Open GoogleCodeExporter opened 8 years ago
Looking through the source code, it seems likely that the system being used to
detect whether the statement was a SELECT is failing when the result set has
zero length, and this causes the return of a data.frame with 0 rows and 0
columns.
Original comment by bmusi...@aptecgroup.com
on 24 May 2013 at 3:42
i glanced quickly through the source and believe the easiest fix would be at
the R-code level.
in PostgreSQL.R, DBIResult class methods that return result set data frames
(e.g. "fetch"), have this check:
out <- postgresqlFetch(res, n, ...)
if(is.null(out))
out <- data.frame(out)
out
the casting of the null "out" to a data frame is where the 0-row-0-col data
frame is created.
instead of that casting, i'd use a function specifically designed to return a
"smart" empty data frame, like so:
emptyResultDataFrame <- function(res)
{
klasses <- dbColumnInfo(res)$Sclass
names(klasses) <- dbColumnInfo(res)$name
data.frame(sapply(klasses, function(klass) eval(parse(text = sprintf("%s(0)", klass))), simplify = FALSE))
}
and thus alter the existing code blocks that look like so:
out <- postgresqlFetch(res, n, ...)
if(is.null(out))
out <- data.frame(out)
out
to:
out <- postgresqlFetch(res, n, ...)
if(is.null(out))
out <- emptyResultDataFrame(res)
out
NOTE 1: i'm pretty sure there's a better way to initialize an empty vector from
a class name stored as a string (saving the trouble of my eval/parse trick
above), so people more familiar with low-level expressions in R can probably
make an improvement there.
NOTE 2: there's also the chance for a bug here, since i'm *assuming* that the
Sclass field in the getColumnInfo() table returns valid R classes/types which
have 'empty' constructors that follow the 'numeric(0)' or 'character(0)' or
'logical(0)' etc. paradigm.
there's probably also a safer way to initialize an object of zero-length with
the class name as a string, as mentioned in NOTE 1, and this would also help
prevent the possible bug introduced by my assumption.
NOTE 2b: i'm aware that "vector(klass, 0)" will work, but only for base
('mode') types... so i'm not sure if the Sclass field can be populated by
high-level types in R that might break the "vector()" function, which is why i
opted for the eval/parse trick instead.
anyhow, i rolled this fix into a forked version of RPostgreSQL on my system and
it works like a charm to fix the annoying 0-row-0-column bug, so feel free to
include some version of this in the next release.
cheers,
-murat
Original comment by mmu...@gmail.com
on 3 Jul 2013 at 9:09
Original comment by tomoa...@kenroku.kanazawa-u.ac.jp
on 16 Jul 2013 at 12:16
Any update on this?
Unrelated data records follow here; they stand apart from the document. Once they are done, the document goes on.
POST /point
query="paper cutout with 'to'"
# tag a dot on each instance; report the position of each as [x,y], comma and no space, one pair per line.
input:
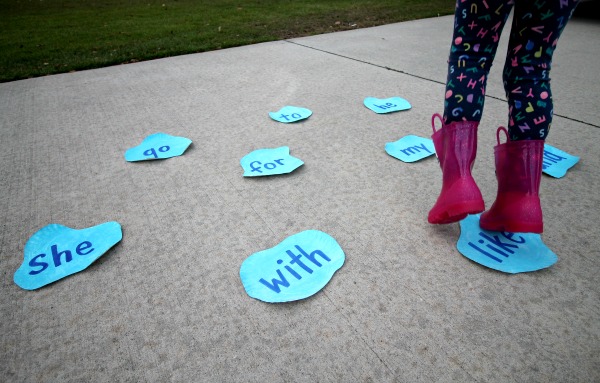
[56,251]
[507,252]
[556,162]
[386,105]
[268,162]
[297,268]
[289,114]
[410,148]
[158,146]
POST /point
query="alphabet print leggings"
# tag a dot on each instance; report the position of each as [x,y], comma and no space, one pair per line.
[536,28]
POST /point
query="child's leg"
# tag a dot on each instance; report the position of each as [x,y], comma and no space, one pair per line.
[536,28]
[477,28]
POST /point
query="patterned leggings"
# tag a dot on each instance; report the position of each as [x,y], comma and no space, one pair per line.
[536,27]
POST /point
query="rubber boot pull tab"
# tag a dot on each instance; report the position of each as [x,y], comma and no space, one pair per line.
[501,129]
[439,117]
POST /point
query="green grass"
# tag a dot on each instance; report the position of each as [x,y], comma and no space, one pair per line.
[40,37]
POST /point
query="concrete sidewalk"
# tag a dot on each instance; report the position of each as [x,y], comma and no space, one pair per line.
[167,304]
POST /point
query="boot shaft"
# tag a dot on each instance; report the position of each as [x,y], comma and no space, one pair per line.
[519,166]
[456,147]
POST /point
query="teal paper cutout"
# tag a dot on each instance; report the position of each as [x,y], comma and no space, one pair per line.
[289,114]
[57,251]
[268,162]
[386,105]
[507,252]
[410,148]
[295,269]
[158,146]
[556,162]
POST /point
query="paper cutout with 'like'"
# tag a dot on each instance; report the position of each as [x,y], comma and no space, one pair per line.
[297,268]
[507,252]
[556,162]
[56,251]
[386,105]
[289,114]
[158,146]
[267,162]
[410,148]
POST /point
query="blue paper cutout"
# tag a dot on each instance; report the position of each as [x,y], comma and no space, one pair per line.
[387,105]
[295,269]
[507,252]
[267,162]
[158,146]
[556,162]
[57,251]
[410,148]
[289,114]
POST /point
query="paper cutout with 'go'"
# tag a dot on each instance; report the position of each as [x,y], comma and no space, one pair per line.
[56,251]
[297,268]
[158,146]
[556,162]
[507,252]
[289,114]
[386,105]
[267,162]
[410,148]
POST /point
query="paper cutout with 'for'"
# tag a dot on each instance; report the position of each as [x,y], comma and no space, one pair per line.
[410,148]
[387,105]
[267,162]
[507,252]
[158,146]
[289,114]
[56,251]
[297,268]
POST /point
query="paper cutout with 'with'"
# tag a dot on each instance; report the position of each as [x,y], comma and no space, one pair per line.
[507,252]
[289,114]
[158,146]
[297,268]
[386,105]
[56,251]
[267,162]
[556,162]
[410,148]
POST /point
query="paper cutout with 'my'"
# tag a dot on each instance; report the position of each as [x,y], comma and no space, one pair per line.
[556,162]
[56,251]
[386,105]
[410,148]
[297,268]
[289,114]
[268,162]
[507,252]
[158,146]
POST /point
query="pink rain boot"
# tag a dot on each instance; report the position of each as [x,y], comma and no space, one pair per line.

We're still seeing this. The result of dbGetQuery might or
might not have column names, depending on if the result is empty. Is there any
way to get the column names from the empty result without querying for them?
Original comment by jak...@gmail.com
on 7 Jul 2014 at 9:06
Too bad there is no movement here since it really is annoying.
Ping. I just got bitten by this:
Error in mutate_impl(.data, dots) :
Binding not found: COL1.
when trying to run dplyr::mutate
on the results of dbGetQuery
. It works fine with odbc, but fails with RPostgreSQL, because of 0 columns in the empty result set.
Note BTW that the documentation for DBI::dbGetQuery says:
dbGetQuery always returns a data.frame with as many rows as records were fetched and as many columns as fields in the result set, even if the result is a single value or has one or zero rows.
So if I read that right, this violates the spec.
Thanks for working on RPostgreSQL!
For anyone else who encounters this bug, I recommend switching to RPostgres, which doesn't have it. RPostgreSQL seems to be abandoned.